Magnetic Material, MnZn Ferrite, Co-Precipitation Process, Nanocrystalline Material

1. Introduction

MnZn ferrite is one of the most important soft ferrites, which present high magnetic permeability, high saturation magnetization, high resistivity, low coercivity, low power losses and so on [1]. It is widely used in many fields, such as deflection yoke rings, computer memory chips, magnetic recording heads, microwave devices, transducers, transformers and so on [2]. Additionally, nano-sized MnZn ferrite is a good candidate for biomedical purposes, including magnetically guided drug delivery and magnetic resonance image [3], because of its high magnetic moment, good chemical stability and reactive surfaces when attaching to biological molecules [4].
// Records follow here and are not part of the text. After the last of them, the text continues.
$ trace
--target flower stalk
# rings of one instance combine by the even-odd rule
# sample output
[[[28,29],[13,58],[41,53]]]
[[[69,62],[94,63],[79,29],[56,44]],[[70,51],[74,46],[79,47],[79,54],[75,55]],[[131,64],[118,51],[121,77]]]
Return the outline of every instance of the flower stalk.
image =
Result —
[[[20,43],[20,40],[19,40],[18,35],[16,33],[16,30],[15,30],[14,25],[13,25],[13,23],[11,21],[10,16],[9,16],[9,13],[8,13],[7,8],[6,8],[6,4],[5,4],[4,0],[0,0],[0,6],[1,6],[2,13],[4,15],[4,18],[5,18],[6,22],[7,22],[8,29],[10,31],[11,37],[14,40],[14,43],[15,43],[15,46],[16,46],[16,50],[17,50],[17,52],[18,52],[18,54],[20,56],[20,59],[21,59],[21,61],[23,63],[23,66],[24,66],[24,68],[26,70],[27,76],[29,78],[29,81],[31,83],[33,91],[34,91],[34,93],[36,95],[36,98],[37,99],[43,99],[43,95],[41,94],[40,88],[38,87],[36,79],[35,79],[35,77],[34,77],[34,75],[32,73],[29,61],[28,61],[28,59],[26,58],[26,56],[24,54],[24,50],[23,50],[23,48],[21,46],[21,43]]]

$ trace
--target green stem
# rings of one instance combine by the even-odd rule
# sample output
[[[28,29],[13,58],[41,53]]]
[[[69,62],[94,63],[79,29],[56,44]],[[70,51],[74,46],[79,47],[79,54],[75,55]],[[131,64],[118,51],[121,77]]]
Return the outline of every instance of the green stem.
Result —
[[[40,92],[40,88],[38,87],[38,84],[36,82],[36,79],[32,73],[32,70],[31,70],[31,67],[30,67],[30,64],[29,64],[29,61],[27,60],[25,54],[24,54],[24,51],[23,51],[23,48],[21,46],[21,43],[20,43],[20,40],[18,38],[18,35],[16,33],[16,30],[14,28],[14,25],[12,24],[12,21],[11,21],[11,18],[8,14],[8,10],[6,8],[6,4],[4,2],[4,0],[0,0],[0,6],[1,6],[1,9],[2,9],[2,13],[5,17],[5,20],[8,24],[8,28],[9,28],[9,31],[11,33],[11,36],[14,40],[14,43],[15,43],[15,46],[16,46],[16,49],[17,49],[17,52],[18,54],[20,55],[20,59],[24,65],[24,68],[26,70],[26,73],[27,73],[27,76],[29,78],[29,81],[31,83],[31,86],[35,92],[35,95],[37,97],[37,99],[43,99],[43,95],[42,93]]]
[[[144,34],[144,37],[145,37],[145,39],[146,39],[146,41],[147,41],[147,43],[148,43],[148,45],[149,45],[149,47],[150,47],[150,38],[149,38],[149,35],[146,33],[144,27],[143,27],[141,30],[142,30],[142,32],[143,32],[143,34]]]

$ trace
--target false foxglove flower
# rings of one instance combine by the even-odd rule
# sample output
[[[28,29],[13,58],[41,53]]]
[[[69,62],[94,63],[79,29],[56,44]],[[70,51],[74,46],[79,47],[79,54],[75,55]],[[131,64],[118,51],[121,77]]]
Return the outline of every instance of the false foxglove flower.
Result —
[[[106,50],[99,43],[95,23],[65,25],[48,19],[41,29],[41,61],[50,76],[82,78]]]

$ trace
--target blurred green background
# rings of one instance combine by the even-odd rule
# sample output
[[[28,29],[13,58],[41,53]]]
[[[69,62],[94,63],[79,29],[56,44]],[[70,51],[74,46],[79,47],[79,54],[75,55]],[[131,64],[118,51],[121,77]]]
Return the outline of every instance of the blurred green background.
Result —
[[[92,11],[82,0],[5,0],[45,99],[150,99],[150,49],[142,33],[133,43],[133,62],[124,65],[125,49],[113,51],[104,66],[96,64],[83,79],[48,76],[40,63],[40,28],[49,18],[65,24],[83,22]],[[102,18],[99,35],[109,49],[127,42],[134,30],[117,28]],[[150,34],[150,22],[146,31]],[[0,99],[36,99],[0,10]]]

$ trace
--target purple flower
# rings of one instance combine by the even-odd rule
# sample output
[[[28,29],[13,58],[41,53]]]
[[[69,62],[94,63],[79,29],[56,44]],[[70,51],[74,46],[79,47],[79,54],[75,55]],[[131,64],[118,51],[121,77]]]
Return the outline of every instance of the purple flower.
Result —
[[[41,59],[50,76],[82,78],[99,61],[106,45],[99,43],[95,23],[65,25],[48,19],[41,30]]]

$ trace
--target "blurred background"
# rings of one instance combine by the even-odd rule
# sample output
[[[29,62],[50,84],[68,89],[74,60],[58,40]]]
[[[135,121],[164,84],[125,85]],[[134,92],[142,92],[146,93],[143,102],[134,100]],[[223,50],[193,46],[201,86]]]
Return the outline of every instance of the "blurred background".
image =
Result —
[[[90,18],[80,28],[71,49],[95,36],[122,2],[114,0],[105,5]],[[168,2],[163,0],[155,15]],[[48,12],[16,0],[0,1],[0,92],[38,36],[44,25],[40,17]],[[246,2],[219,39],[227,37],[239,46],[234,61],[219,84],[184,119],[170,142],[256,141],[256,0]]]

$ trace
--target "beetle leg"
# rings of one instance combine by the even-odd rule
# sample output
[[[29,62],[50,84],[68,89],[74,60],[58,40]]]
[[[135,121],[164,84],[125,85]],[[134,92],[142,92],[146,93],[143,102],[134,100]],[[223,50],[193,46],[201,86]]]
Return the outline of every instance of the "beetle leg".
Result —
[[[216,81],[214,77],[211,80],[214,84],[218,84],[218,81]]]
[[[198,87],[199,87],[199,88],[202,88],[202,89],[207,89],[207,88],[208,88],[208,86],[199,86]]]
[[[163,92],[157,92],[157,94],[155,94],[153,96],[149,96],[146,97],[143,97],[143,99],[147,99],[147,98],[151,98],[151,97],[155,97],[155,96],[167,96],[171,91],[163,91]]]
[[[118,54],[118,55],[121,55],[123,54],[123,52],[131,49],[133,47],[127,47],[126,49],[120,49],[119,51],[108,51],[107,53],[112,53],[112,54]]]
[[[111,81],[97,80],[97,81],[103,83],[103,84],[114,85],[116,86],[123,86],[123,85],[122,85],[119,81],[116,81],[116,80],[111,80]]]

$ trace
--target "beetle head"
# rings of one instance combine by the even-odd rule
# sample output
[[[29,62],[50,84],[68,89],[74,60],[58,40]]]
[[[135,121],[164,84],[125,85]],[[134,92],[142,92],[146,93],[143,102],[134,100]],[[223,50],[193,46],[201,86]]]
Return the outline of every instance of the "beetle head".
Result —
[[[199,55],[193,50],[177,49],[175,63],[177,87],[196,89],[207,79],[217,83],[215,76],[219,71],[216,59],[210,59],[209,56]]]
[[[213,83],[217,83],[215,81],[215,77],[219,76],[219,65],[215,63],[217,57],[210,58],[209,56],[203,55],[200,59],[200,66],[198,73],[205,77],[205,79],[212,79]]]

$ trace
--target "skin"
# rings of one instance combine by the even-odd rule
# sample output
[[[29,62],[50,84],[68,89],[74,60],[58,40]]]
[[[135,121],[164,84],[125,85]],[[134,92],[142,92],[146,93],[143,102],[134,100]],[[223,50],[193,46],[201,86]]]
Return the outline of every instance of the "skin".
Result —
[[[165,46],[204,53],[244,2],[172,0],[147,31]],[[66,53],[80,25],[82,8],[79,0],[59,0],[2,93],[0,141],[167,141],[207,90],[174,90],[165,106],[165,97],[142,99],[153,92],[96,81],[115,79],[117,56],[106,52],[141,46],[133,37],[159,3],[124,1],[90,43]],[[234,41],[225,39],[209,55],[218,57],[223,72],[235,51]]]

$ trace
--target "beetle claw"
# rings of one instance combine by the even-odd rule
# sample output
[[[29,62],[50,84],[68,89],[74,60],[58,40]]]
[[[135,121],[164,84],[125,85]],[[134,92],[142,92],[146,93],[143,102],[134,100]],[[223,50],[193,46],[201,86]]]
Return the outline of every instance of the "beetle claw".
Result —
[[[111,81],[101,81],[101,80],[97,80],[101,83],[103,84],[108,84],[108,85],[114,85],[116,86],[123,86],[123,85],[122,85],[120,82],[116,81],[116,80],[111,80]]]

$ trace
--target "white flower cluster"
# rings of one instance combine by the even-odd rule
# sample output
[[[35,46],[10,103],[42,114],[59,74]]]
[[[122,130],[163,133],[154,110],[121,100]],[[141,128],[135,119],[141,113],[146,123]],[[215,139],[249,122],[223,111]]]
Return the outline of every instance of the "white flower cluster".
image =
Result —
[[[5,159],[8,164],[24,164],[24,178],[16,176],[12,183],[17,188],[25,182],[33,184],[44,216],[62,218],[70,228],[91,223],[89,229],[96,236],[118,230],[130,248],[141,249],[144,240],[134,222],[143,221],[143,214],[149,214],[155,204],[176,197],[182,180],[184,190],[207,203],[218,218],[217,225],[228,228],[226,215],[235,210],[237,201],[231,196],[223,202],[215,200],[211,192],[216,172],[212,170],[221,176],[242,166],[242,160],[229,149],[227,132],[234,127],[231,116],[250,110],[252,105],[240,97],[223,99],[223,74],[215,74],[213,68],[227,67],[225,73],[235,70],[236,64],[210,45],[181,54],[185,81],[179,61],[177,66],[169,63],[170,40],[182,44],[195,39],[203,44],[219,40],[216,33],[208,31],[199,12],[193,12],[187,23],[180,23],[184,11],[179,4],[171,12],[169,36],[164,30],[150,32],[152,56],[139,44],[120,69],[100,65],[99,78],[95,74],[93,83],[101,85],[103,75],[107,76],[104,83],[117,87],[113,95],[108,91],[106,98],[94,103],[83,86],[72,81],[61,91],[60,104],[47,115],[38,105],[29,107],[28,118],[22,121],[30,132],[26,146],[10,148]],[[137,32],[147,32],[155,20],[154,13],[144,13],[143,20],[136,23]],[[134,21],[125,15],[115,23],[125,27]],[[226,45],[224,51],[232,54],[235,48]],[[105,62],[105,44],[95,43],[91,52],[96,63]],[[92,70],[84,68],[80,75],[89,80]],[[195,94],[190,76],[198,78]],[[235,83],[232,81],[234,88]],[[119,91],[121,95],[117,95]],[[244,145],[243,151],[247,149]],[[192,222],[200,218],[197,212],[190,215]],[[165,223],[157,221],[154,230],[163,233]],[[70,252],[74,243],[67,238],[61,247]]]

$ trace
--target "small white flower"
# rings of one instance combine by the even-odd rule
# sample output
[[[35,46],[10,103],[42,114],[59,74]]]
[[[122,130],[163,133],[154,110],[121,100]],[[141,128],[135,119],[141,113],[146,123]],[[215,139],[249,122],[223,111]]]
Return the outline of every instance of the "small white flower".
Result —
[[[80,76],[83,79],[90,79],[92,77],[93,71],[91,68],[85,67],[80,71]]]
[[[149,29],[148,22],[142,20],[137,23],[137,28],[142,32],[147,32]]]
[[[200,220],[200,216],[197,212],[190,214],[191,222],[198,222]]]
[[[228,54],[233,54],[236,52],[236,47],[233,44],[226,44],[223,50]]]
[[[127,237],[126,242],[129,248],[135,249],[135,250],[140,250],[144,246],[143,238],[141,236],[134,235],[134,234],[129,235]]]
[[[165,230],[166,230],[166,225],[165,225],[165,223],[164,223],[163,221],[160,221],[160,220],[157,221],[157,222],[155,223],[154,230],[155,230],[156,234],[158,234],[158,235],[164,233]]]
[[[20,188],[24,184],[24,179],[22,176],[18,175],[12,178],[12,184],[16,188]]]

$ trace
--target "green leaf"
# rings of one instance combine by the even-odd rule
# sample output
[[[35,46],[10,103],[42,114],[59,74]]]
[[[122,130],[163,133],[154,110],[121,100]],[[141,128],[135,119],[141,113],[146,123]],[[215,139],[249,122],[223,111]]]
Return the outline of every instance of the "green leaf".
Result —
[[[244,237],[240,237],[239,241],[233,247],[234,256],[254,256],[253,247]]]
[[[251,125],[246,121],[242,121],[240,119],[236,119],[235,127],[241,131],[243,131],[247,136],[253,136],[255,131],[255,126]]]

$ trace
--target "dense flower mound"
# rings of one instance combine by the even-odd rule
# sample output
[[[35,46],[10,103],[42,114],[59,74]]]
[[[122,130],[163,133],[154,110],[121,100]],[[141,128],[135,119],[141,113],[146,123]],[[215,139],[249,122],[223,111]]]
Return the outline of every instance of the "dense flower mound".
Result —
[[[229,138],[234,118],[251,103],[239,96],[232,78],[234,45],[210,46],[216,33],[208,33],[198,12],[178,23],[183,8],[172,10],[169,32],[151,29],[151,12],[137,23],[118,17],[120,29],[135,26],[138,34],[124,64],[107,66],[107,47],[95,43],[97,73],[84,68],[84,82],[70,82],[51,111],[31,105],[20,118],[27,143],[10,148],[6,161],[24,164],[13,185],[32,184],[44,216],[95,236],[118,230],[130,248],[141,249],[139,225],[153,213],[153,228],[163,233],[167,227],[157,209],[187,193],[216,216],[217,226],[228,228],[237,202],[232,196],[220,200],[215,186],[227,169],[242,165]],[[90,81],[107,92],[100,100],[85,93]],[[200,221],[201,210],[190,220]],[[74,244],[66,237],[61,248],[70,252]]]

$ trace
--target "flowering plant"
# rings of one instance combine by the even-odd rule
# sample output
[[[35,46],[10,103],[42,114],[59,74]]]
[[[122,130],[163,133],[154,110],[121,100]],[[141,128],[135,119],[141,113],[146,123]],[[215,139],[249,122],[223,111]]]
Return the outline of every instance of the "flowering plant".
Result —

Ferrite is usually synthesized by the conventional ceramic technique, where high temperature is needed in order for enough solid-state reactions between raw materials, large and inhomogeneous particles, together with some impurities, greatly restrict magnetic properties of the products [5]-[7]. Therefore, wet chemical synthesis like co-precipitation [8]-[10], sol-gel [11] [12], hydrothermal method [13], and micro-emulsion process [14] [15] is expected for the production of ferrites with excellent magnetic properties. Among these methods, co-precipi- tation process is often used to the preparation of the homogeneous ferrite nanoparticles [4]. During this process, oxalate is generally used as a precipitant to prepare the ferrite powder. Angerman et al. [16] reported that β-oxalate with orthorhombic structure was formed when precipitating at room temperature, and that monoclinic α-oxalate was obtained at 90˚C. Those oxalates could be completely transformed to ferrite when decomposition at 650˚C [17]. On the other hand, Fritsch et al. [18] found that Mn-riched ferrite (Fe3−xMnx□3δ/4O4+δ) with x > 1.5 presented complex structures like cubic, tetragonal or a mixture of them. This phenomenon should be attributed to the lack of miscibility at low temperature in the Fe3O4-Mn3O4 system. In this paper, nanocrystaline MnZn ferrite was directly synthesized at room temperature by using the co-precipitation method, followed by a refluxing process. We investigated structures of the products and their phase transitions during heating under different atmosphere.

2. Experimental

2.1. Sample Preparation

Reagent-grade FeCl3∙6H2O (Bodi Chemical, Tianjin, 99%), ZnSO4∙7H2O (Bodi Chemical, Tianjin, 99.5%), MnSO4∙H2O (Bodi Chemical, Tianjin, 99%) were used as starting materials. Reagent-grade (NH4) 2C 2O4∙H2O (Fengchen Chemical, Tianjin, 99.8%) and NaOH (Bodi Chemical, Tianjin, 99%) were used as co-precipitants, they were dissolved into de-ionized water at a concentration of 0.2mol/L and 6mol/L, respectively. NH3∙H2O (Fengchen Chemical, Tianjin, 25%) was used during precipitation at a concentration of about 5%.

The starting materials were weighed according to the formula Mn0.7Zn0.2Fe2.1O4. Suitable (NH4) 2C 2O4∙H2O and NH3∙H2O were initially added into 0.1 mol/L FeCl3∙6H2O solution under constant magnetic stirring to remain pH value of the solution at about 4. Then 0.9 mol/L MnSO4∙H2O and 0.2 mol/L ZnSO4∙7H2O were introduced to the above solution. The (NH4) 2C 2O4∙H2O and NH3・H2O were re-added into the solution till its pH value of 8.5. At last, NaOH was added to the solution until its pH value of 13. Then the solution was refluxed for 7 h. The obtained precipitated product was washed with distilled water until a clear solution, and then dried at 80˚C for 7 h. The dried powder was calcinated between 400˚C to 1200˚C under different atmosphere.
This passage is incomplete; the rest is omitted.